Williams and local residents said Thursday that they believe the
information they're looking for is reasonable, but that they're willing to
negotiate if officials with the Army's Chemical Materials Agency don't agree.
"Before we can start discussing the details we have to get some
kind of response," Williams said.
"We're formalizing this request, and basically making the assertion
that this is not unreasonable," said Rufus Kinney, a Jacksonville resident
and member of the local group Families Concerned About Nerve Gas Incineration.
Mike Abrams, a spokesman for the ACNDF, referred questions about
the request to CMA officials at Aberdeen Proving Ground in Maryland.
Abrams said he believes the groups likely got a response to their
request in 2004.
"They probably did not like the answer they got," Abrams said.
CMA officials in Maryland could not be reached for comment Thursday.

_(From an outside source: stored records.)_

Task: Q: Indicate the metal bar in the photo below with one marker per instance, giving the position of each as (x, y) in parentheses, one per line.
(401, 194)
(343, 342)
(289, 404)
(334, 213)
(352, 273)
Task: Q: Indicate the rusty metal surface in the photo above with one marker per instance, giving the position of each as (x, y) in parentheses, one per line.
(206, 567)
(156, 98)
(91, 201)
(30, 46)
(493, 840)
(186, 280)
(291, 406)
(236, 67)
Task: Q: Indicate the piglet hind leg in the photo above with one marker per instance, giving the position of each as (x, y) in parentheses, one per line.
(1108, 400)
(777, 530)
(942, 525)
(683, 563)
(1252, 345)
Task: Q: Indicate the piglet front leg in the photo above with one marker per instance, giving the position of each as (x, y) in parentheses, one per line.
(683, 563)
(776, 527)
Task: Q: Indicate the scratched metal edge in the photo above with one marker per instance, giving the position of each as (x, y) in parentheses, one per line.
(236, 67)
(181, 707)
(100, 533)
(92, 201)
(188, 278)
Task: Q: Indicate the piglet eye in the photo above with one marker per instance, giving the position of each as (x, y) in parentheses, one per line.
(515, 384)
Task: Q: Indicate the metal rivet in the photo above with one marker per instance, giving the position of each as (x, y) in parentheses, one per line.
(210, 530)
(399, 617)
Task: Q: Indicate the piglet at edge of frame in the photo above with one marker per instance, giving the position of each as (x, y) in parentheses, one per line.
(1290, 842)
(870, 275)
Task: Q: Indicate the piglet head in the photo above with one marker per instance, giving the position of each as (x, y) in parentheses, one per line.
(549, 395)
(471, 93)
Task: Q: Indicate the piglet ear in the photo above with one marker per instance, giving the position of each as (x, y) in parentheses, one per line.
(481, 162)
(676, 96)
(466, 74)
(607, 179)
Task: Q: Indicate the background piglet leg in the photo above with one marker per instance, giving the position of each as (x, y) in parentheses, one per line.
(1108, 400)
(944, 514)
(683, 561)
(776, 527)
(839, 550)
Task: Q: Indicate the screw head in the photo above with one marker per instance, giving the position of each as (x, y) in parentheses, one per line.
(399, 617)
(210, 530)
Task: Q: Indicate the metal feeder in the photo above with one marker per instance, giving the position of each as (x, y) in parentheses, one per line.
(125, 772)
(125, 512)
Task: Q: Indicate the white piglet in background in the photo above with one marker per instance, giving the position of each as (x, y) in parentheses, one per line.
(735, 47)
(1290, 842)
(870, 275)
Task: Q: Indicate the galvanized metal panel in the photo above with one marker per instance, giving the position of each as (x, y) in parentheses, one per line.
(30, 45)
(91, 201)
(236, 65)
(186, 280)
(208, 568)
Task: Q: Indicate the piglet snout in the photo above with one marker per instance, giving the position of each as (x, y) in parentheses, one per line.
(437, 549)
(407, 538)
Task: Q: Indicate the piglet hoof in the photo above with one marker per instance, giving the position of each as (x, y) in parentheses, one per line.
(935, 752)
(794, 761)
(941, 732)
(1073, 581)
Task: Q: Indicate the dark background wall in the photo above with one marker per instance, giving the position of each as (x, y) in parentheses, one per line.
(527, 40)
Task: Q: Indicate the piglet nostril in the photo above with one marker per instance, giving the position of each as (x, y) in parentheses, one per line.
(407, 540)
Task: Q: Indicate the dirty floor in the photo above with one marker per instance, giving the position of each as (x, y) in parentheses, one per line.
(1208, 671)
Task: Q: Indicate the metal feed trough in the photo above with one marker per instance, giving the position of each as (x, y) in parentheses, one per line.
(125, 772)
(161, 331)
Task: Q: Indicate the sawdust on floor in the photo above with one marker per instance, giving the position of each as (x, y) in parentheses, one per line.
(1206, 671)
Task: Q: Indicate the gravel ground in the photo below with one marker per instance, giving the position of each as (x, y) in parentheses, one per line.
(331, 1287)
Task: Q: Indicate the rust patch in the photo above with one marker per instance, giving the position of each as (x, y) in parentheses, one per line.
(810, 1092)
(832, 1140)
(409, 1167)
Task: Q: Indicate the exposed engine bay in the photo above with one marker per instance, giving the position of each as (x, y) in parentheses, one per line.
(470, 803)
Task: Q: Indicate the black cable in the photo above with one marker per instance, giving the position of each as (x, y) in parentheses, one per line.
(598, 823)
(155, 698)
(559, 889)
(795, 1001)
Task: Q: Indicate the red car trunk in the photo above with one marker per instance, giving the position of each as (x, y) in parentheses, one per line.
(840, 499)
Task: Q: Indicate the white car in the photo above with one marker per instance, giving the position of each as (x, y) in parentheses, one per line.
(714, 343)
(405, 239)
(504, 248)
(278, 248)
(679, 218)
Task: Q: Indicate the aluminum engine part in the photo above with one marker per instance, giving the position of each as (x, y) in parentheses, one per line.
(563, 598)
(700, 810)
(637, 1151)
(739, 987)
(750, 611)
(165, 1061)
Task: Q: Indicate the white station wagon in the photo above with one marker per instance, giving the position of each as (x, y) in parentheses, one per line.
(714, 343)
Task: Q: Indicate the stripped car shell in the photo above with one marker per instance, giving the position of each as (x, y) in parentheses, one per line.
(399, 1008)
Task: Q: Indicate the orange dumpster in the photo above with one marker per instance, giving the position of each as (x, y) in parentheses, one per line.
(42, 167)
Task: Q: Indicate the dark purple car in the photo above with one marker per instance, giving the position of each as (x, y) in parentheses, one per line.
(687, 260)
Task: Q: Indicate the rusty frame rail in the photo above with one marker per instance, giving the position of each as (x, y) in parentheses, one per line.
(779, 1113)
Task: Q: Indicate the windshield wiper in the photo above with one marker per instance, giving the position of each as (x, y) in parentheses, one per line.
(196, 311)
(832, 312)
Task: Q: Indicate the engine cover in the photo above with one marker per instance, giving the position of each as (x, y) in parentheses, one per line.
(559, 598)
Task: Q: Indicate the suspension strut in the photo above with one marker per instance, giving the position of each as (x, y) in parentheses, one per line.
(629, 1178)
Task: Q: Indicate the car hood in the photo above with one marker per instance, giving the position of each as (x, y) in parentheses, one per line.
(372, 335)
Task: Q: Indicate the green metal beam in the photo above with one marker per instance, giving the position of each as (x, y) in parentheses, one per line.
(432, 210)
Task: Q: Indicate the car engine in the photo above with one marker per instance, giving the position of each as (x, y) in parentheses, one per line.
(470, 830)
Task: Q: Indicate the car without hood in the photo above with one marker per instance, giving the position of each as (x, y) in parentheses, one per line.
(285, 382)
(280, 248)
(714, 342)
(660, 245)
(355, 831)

The groups' request asks for a daily report, with details on the
operation of furnaces at the plant, the number and types of weapons transported
to the plant and destroyed, the amount of chemical agent destroyed, any agent
detection alarms set off and the reasons, and information on worker safety.
Information requested on a monthly basis includes details on hazardous
waste produced at the plant and any environmental permit violations. The
groups asked for information on the destruction schedule and Westinghouse
Anniston's contract on a quarterly basis.
Williams said other chemical weapons sites around the country
typically provide more information than Anniston, but not everything the
groups would like to see. He said requests to those sites would be made soon.
"Quite frankly in our opinion, ANCDF in particular is a very closed
situation," Williams said. "I think if we can crack the nut there, we may
get a trickle-down effect at some of the other sites."
The Anniston Army Depot has since the 1960s stored weapons
containing the nerve agents sarin and VX and mustard blister agent. Required
by treaties with the former Soviet Union to destroy the Cold War-era weapons,
the Army built an incinerator to destroy the Anniston stockpile. Facilities
at sites around the country are destroying other chemical stockpiles.
Weapons destruction at Anniston began in August 2003, with Westinghouse
Anniston operating the plant under contract. On March 2, Army officials announced
that the last weapons containing sarin had been destroyed. Destruction of
VX weapons is expected to begin in June or July, Abrams said.